Verily, I say unto you: good and evil that are not transitory, do not exist. Driven on by themselves, they must overcome themselves again and again. With your values and words of good and evil you do violence when you value; and this is your hidden love and the splendor and trembling and overflowing of your soul. But a more violent force and a new overcoming grow out of your values and break egg and eggshell.
And whoever must be a creator in good and evil, verily, he must first be an annihilator and break values. Thus the highest evil belongs to the highest goodness: but this is creative.
Let us speak of this, you who are wisest, even if it be bad. Silence is worse; all truths that are kept silent become poisonous. [Italics mine]
And may everything be broken that cannot brook our truths! There are yet many houses to be built!
Thus spoke Zarathustra.
How wicked and hard a child must feel who remains true to himself and does not betray what he perceives and sees.
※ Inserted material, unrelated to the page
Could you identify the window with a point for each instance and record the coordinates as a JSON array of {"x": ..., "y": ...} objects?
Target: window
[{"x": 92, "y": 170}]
How difficult and at the same time how essential it is to be able to say no.
With the storm that is called “spirit” I blew over your wavy sea; I blew all clouds away; I even strangled the strangler that is called “sin.”
O my soul, I gave you the right to say No like the storm, and to say Yes as the clear sky says Yes: now you are still as light whether you stand or walk through storms of negation. [Italics mine]
O my soul, I gave you back the freedom over the created and uncreated; and who knows, as you know, the voluptuous delight of what is yet to come?
O my soul, I taught you the contempt that does not come like the worm’s gnawing, the great, the loving contempt that loves most where it despises most. [Italics mine]
O my soul, I taught you to persuade so well that you persuade the very ground—like the sun who persuades even the sea to his own height.
O my soul, I took from you all obeying, knee-bending, and “Lord”-saying; I myself gave you the name “cessation of need” and “destiny.”
But the life the child seeks is fraught with danger, the loveliest fantasies dimmed by early experiences and threats.
My heels twitched, then my toes hearkened to understand you, and rose: for the dancer has his ear in his toes.
I leaped toward you, but you fled back from my leap, and the tongue of you
r fleeing, flying hair licked me in its sweep.
Away from you I leaped, and from your serpents’ ire; and already you stood there, half turned, your eyes full of desire.
With crooked glances you teach me—crooked ways; on crooked ways my foot learns treachery. [Italics mine]
I fear you near, I love you far; your flight lures me, your seeking cures me: I suffer, but what would I not gladly suffer for you?
You, whose coldness fires, whose hatred seduces, whose flight binds, whose scorn inspires:
Who would not hate you, you great binder, entwiner, temptress, seeker, and finder? Who would not love you, you innocent, impatient, wind-swift, child-eyed sinner? [Italics mine]
Whereto are you luring me now, you never-tame extreme? And now you are fleeing from me again, you sweet wildcat and ingrate!
I dance after you, I follow wherever your traces linger. Where are you? Give me your hand! Or only one finger!
Here are caves and thickets; we shall get lost. Stop! Stand still! Don’t you see owls and bats whirring past?